Top 4 payment habits eating into agency margins | eNett
August 9, 2016
Most executives would agree on the importance of change and constant evolution for businesses to remain competitive. Yet when it comes to supplier payments, methods are based on habits with little progression in the approach. With an ever-changing travel landscape, I thought it’d be useful to highlight some of the key bad habits that we see all day every day, that are undoubtedly costing travel companies money:
1. Using credit as the default form of payment
Credit is the default form of payment for many organisations. But in today’s increasingly regulated financial landscape with stricter controls on lending, access to credit with favourable terms is harder to come by. Travel companies often find themselves reaching credit limits, especially in peak season. Not only is this a nuisance, but also causes dynamic rates and immediate payment deals to be missed. It causes friction, disrupting the momentum or rhythm of the company.
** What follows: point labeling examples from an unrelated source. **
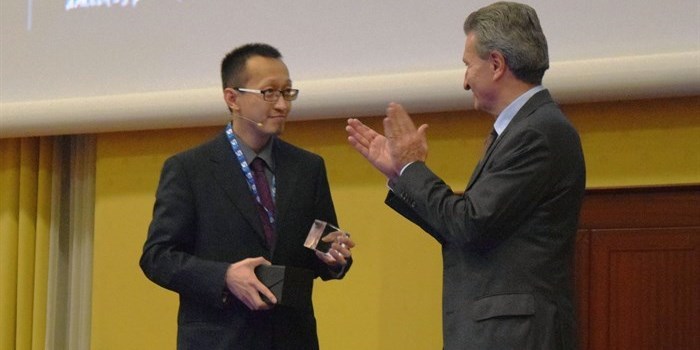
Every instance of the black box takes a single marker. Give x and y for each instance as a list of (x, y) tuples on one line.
[(292, 286)]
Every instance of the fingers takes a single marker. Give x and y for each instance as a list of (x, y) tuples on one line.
[(397, 122), (245, 285), (340, 250)]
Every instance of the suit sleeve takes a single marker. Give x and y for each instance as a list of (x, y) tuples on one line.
[(167, 258), (510, 186)]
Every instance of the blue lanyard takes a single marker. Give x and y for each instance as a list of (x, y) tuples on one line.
[(247, 173)]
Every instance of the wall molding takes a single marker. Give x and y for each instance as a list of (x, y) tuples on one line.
[(594, 80)]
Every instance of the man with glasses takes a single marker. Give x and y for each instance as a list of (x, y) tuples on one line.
[(508, 239), (244, 199)]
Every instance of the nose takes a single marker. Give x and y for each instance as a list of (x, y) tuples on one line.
[(282, 104)]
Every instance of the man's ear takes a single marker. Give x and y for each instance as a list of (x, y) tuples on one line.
[(498, 64), (231, 99)]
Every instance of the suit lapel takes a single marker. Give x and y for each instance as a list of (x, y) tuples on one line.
[(285, 183), (528, 108), (229, 177)]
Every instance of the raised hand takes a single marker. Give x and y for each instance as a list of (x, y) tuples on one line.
[(372, 145), (405, 143)]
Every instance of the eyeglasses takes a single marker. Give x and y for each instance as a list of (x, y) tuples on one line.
[(272, 95)]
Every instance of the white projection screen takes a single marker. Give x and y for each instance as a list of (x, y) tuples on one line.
[(101, 65)]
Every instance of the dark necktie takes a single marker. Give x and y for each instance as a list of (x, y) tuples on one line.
[(258, 166), (489, 141)]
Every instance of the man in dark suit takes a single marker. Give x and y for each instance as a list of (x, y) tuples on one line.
[(215, 220), (508, 240)]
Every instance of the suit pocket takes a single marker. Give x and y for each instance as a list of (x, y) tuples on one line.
[(504, 305)]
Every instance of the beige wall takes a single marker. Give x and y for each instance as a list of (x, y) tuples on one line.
[(391, 298)]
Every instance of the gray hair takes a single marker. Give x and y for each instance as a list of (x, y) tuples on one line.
[(514, 30)]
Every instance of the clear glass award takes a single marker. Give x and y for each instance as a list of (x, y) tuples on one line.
[(320, 229)]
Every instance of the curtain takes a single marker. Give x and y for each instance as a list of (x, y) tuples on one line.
[(25, 218)]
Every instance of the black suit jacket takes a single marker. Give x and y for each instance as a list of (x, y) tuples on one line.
[(205, 218), (508, 240)]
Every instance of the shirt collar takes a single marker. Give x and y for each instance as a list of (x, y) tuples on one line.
[(265, 153), (509, 112)]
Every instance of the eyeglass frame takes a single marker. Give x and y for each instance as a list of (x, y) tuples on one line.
[(276, 94)]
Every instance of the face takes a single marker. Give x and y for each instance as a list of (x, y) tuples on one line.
[(479, 76), (263, 73)]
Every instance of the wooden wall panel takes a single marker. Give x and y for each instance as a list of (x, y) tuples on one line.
[(645, 288), (637, 269)]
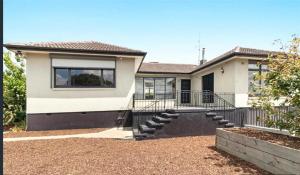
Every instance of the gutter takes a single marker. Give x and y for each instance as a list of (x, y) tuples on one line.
[(208, 64), (34, 48)]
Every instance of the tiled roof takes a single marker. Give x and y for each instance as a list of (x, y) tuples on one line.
[(237, 51), (85, 46), (166, 68)]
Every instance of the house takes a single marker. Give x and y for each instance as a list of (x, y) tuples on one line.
[(91, 84)]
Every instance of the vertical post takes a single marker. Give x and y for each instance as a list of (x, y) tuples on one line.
[(164, 101), (177, 98), (224, 108), (133, 105), (155, 107)]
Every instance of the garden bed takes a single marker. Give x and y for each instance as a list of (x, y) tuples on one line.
[(184, 155), (276, 153), (51, 132)]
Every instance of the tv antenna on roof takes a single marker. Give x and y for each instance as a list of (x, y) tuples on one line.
[(199, 50)]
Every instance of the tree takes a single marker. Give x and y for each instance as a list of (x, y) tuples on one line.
[(14, 90), (282, 80)]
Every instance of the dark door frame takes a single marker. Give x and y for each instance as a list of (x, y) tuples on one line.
[(185, 95), (208, 88)]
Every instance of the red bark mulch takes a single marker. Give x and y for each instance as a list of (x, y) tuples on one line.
[(284, 140), (185, 155), (51, 132)]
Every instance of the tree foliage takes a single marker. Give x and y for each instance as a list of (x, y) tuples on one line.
[(14, 90), (282, 85)]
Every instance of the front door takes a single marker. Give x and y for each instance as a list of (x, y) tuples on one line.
[(185, 91), (208, 88)]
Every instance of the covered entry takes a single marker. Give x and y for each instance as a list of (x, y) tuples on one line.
[(208, 88), (185, 91)]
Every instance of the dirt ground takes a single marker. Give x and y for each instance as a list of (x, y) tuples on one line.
[(185, 155), (52, 132), (292, 142)]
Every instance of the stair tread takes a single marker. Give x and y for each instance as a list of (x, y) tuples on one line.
[(143, 136), (223, 121), (153, 124), (229, 125), (145, 128), (175, 115), (171, 111), (219, 117), (161, 119), (211, 114)]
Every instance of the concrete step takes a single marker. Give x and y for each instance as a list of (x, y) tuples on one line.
[(221, 122), (143, 136), (218, 117), (158, 119), (229, 125), (146, 129), (211, 114), (153, 124), (169, 115), (171, 111)]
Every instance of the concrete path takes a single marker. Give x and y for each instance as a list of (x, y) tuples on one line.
[(114, 133)]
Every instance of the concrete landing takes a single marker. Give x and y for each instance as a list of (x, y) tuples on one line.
[(114, 133)]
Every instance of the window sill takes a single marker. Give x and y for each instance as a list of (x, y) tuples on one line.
[(84, 89)]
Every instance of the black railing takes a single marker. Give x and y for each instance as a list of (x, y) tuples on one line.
[(145, 107), (183, 99), (258, 117)]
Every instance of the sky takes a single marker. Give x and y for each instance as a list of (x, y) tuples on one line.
[(168, 30)]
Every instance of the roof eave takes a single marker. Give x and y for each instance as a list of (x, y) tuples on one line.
[(149, 72), (34, 48), (227, 57)]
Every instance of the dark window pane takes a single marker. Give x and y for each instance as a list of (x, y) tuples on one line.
[(108, 78), (149, 88), (159, 88), (85, 77), (61, 77), (139, 88), (170, 87)]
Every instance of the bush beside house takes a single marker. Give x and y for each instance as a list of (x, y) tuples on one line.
[(14, 92)]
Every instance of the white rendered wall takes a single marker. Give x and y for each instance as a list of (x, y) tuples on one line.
[(42, 98)]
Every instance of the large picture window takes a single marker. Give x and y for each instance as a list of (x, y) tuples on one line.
[(155, 88), (84, 77)]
The less payments friction you have, the more transactions you can do – get rhythm, get scale!
2. Passing-through customer cards for payments
“Avoiding payment fees” by passing-through customers’ cards for payments to suppliers is still common practice. But think about it, when you pass-through customer cards, you’re also passing on the customer experience. What if the supplier misuses the card details, won’t the customer hold you accountable? And, separately charging fees for your services rather than bundling them with the costs of travel could be encouraging your customers to go direct next time, ultimately impacting your repeat business.
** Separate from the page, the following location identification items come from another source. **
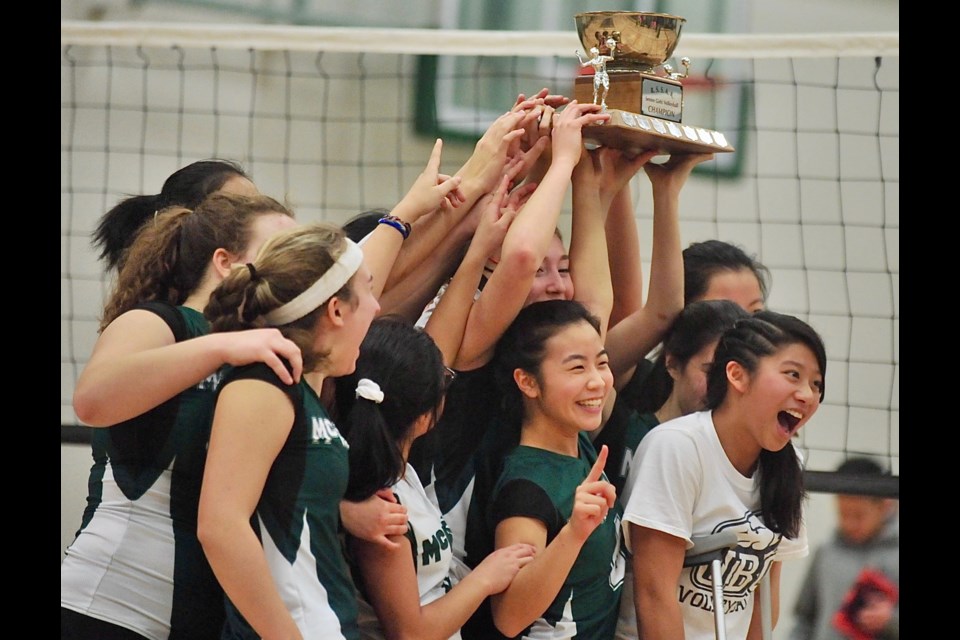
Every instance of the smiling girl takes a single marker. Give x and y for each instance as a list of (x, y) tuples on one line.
[(552, 494), (731, 467)]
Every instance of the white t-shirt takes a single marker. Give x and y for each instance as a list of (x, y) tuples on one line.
[(682, 483), (437, 570)]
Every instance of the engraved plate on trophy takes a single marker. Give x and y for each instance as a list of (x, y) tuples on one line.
[(624, 69)]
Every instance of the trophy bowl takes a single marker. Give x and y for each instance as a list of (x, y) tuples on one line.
[(644, 40)]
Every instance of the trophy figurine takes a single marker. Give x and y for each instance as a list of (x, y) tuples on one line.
[(632, 82), (601, 79)]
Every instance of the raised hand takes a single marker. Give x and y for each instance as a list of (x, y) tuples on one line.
[(431, 190), (567, 133), (673, 173), (594, 498), (499, 142)]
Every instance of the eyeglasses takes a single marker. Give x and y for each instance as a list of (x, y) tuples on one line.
[(449, 375)]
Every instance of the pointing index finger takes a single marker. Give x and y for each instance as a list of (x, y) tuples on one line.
[(597, 471)]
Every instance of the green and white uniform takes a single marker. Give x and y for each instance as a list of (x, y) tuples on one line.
[(432, 545), (541, 484), (298, 516), (136, 562)]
3. Viewing supplier payments as a necessary evil
Paying suppliers is often seen as a necessary evil and nothing more. But adopting innovative payments solutions can streamline processes for cost and time savings, and generate tangible rewards on transactions. Supplier payments can be transformed into a new revenue stream if travel companies are willing to break their habits and change their approach. According to our
cost of payments calculator, an OTA transacting US$100M could make savings of up to US$1.4M just by changing the way it pays.
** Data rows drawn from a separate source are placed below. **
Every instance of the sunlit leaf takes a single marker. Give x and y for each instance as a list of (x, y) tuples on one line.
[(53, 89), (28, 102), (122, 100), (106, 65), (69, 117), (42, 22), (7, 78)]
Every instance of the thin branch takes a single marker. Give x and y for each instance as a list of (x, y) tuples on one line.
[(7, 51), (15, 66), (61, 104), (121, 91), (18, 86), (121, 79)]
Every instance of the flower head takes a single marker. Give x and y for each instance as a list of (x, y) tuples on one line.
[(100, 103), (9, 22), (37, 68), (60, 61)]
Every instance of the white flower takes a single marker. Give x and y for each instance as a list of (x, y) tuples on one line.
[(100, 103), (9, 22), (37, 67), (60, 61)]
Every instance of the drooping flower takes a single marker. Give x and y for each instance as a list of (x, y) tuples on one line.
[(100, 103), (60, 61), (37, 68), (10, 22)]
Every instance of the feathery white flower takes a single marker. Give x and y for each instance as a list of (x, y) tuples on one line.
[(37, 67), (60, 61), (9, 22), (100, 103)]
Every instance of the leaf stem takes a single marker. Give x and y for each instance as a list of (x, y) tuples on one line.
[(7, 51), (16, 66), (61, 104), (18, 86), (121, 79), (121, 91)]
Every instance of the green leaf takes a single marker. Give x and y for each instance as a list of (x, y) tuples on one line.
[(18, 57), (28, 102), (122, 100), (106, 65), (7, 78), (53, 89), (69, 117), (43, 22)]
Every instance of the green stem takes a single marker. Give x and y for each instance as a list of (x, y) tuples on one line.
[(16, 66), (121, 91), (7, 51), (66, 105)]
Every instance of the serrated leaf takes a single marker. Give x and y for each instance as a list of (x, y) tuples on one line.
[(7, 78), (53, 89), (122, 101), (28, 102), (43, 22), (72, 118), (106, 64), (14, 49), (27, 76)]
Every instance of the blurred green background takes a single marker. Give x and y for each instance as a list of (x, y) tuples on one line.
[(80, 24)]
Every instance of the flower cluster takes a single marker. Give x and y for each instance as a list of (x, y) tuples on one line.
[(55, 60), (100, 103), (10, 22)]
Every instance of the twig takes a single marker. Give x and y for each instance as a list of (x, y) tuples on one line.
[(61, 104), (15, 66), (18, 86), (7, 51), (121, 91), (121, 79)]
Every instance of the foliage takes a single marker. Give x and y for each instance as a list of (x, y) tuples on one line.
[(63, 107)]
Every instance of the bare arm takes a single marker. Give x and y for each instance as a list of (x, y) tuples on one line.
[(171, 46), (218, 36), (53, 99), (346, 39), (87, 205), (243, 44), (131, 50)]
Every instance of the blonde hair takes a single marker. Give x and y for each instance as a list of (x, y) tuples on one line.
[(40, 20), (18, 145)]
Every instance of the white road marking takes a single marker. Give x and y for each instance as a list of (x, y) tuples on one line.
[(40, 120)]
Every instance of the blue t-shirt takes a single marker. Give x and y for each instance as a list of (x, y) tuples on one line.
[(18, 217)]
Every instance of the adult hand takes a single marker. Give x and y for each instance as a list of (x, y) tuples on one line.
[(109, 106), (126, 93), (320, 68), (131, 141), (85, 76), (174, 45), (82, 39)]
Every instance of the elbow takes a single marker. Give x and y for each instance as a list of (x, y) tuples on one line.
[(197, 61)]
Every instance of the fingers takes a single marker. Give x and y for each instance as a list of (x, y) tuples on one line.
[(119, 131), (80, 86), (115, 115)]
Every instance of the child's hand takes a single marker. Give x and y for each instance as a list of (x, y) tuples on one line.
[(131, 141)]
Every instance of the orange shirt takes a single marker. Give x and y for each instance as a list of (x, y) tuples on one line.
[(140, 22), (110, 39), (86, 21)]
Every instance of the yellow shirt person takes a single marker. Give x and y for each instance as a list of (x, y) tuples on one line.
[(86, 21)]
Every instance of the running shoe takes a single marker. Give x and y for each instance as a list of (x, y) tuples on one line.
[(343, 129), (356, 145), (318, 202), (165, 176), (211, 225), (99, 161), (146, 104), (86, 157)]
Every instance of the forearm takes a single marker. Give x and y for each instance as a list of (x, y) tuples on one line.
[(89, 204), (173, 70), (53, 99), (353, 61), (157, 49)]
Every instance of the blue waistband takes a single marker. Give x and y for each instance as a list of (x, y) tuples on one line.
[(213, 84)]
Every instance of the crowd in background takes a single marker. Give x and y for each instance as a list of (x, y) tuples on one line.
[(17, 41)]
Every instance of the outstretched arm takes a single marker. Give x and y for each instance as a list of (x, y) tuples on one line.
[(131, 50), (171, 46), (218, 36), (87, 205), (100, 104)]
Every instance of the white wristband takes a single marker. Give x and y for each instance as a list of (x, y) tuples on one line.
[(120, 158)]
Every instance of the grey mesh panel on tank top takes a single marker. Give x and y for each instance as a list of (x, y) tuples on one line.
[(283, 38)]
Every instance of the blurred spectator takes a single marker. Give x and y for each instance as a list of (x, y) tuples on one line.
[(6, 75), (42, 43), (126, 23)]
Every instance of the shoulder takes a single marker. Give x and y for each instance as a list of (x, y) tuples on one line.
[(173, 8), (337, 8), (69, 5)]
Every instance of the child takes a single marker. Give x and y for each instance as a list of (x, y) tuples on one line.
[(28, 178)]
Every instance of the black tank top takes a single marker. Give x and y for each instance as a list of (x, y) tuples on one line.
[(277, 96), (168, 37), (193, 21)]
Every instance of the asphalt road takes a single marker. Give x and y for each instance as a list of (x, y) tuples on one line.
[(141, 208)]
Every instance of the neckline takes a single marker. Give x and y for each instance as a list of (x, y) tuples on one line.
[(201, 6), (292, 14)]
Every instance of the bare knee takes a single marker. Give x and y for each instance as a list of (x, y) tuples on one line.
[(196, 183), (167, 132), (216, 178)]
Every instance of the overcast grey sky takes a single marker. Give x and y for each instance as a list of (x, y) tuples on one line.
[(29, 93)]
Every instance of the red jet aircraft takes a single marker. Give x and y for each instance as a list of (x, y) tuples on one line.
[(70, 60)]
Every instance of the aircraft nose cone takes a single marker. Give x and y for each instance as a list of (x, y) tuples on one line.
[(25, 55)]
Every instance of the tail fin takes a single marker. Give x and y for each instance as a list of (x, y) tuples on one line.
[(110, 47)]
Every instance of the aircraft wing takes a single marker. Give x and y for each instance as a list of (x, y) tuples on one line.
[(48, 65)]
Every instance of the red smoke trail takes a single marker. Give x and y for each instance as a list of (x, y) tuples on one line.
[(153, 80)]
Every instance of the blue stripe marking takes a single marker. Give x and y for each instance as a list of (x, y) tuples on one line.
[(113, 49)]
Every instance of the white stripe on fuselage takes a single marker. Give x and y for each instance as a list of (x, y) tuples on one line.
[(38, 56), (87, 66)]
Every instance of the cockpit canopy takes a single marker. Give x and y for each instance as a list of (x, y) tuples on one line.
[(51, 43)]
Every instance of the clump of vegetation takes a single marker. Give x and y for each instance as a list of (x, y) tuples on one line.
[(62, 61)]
4. Always doing what you’ve always done – the “can't be bothered” syndrome!
I hate the phrase ‘if it ain’t broke, don’t fix it’. Too many people get comfortable and become resistant to change, or just “can’t be bothered”. But making small changes can reap huge rewards. I have an OTA customer who was able to increase its business by a factor of 50 without having to take on additional accounts resource by simply automating its payments processing and reconciliation.
Supplier payments can be transformed into a new revenue stream if travel companies are willing to break their habits and change their approach.